Besides the connection between vegetation and prey as well as habitat, a change in plant life could have also heavily affected the nesting habits of the East African crocodiles. Both slender-snouted crocodiles and dwarf crocodiles show high degrees of specialization when it comes to nest building, creating mounds that largely consist of plant material to protect and warm their eggs. The exact shape and size of the nests depends on various factors including available vegetation and water levels and additionally differs between the two genera in areas where they coexist. Dwarf crocodiles prefer to nest in swamp environments while slender-snouted crocodiles nest close to riverbanks. Accordingly, a shift in vegetation and environment could have just as much impacted the nesting habitats of the Miocene osteolaemines found in East Africa and caused them to be replaced by species better adapted at making their nests in pits in the sediment, such as Crocodylus and gharials.

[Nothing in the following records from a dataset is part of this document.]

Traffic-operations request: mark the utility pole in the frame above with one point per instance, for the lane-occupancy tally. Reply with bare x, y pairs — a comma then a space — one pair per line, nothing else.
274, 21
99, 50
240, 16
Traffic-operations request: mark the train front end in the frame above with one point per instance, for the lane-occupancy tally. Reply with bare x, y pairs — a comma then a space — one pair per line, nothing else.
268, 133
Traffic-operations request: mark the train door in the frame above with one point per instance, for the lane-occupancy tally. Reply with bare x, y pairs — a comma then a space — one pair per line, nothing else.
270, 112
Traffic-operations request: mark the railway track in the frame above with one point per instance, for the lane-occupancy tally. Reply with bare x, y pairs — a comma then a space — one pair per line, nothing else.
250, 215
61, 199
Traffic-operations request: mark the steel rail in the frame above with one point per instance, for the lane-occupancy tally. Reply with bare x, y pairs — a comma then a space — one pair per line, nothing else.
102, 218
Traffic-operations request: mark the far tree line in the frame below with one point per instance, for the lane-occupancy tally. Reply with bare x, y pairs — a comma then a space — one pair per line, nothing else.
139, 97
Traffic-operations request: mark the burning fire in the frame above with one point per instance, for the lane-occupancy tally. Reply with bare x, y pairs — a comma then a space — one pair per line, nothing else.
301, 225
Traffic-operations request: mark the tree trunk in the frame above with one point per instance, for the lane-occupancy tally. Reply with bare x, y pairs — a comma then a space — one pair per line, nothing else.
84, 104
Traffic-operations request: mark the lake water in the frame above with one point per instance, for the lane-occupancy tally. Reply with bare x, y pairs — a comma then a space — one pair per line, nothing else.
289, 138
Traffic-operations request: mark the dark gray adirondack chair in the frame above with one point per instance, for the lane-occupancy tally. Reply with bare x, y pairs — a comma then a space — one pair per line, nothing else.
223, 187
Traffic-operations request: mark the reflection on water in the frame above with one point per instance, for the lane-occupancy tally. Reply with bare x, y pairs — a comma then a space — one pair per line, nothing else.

Mecistops being less dependent on wetlands to create their nests may also explain how they survived for longer around Lake Turkana.

However, the connection between the aridification of East Africa, the end of the Miocene Climatic Optimum and the disappearance of Kinyang is obscured by a large gap in the stratigraphy of the region. This leaves the exact time span between the last recorded appearance of the taxon and its actual extinction uncertain. Additionally, it is noted that several other factors could have contributed to the changing climate and that entirely separate factors may have been just as important to the faunal turnover. Increased tectonic and volcanic activity had begun to shape the Rift Valley during this time and may have heavily influenced the drainage of rivers and caused the creation of deep lakes. Ultimately, the faunal turnover may have been a multi-faceted process influenced by changes in vegetation, environment and the tectonic activity of the Rift Valley. The discovery of additional crocodilian material bridging the gap between osteolaemine dominated wetlands and those dominated by crocodylines could however shed light on the exact processes that caused this shift.